In [13]:
import pandas as pd
import numpy as np

# ![](https://ga-dash.s3.amazonaws.com/production/assets/logo-9f88ae6c9c3871690e33280fcf557f33.png) Recommendation Engines

Week 11 | Lesson 3.1

### LEARNING OBJECTIVES
*After this lesson, you will be able to:*
- Explain what a recommendation engines is
- Explain the math behind recommendation engines
- Explain the types of recommendation engines and their pros and cons

### LESSON GUIDE
| TIMING  | TYPE  | TOPIC  |
|:-:|---|---|
| 5 min  | [Opening](#opening)  |  Opening |
| 5 min | [Introduction](#introduction) | Introduction |
| 30 min | [Demo/Guided Practice](#collaborative) | Collaborative Filtering |
| 10 min | [Demo/Guided Practice](#content) | Content-based Filtering |
| 25 min | [Independent Practice](#independent) | Independent Practice |
| 10 min | [Conclusion](#conclusion) | Conclusion |

![](http://res.cloudinary.com/goodsearch/image/upload/v1410895418/hi_resolution_merchant_logos/target_coupons.gif)

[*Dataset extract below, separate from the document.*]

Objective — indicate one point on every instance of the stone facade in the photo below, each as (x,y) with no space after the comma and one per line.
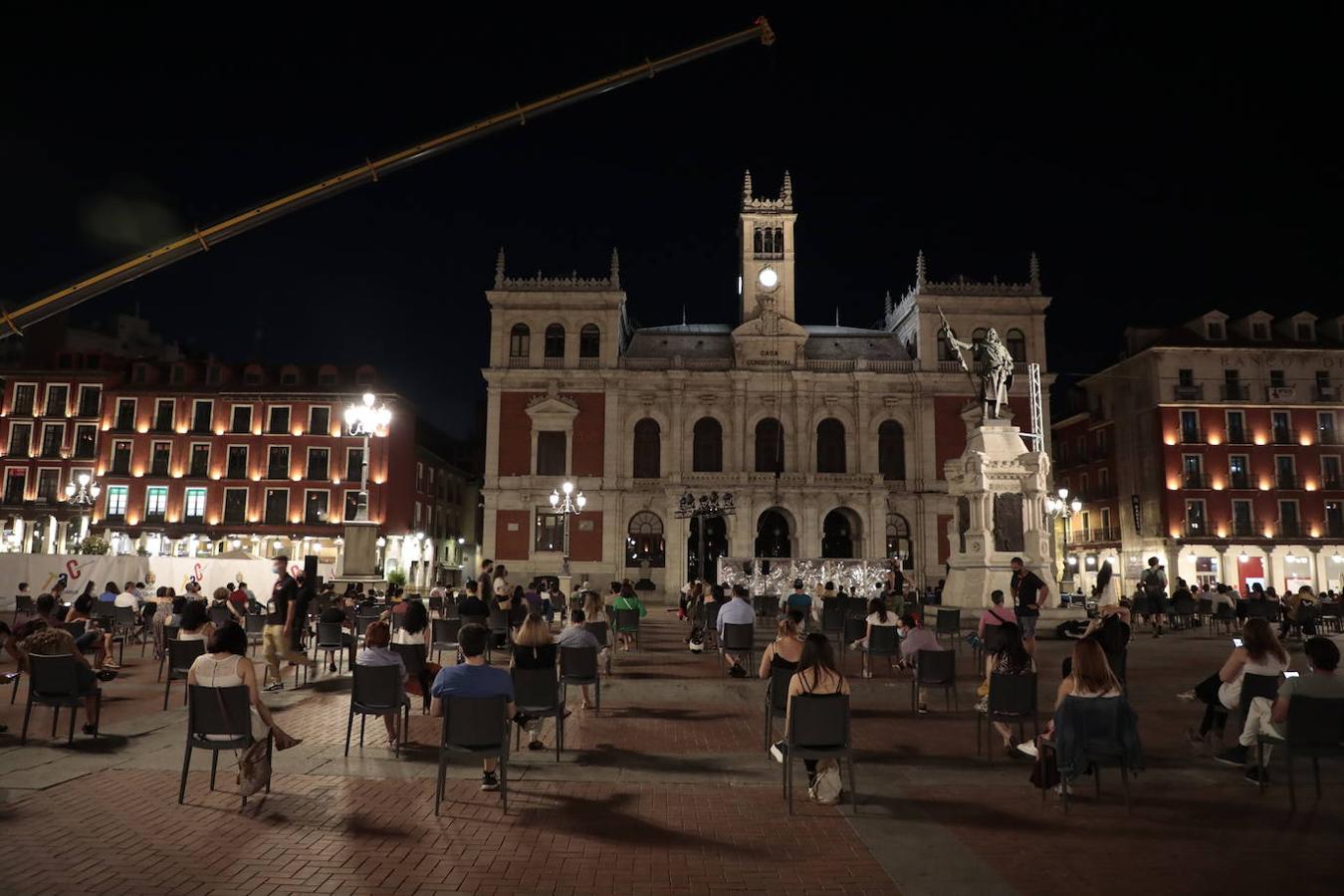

![](https://cdn1.vox-cdn.com/thumbor/lazP2aCcxVUI5RnbcxWpmjr7MU0=/cdn0.vox-cdn.com/uploads/chorus_asset/file/4109214/Discover_Weekly_Snapshot.0.png)

![](https://pmcvariety.files.wordpress.com/2015/09/pandora-logo.jpg?w=670&h=377&crop=1)

![](http://techlogitic.com/wp-content/uploads/2015/11/rs_560x415-140917143530-1024.Tinder-Logo.ms_.091714_copy.jpg)

![](https://pbs.twimg.com/profile_images/744949842720391168/wuzyVTTX.jpg)

### So how might we go about recommending things to people that they have never seen or tried before? How can we know what they'll like before they do?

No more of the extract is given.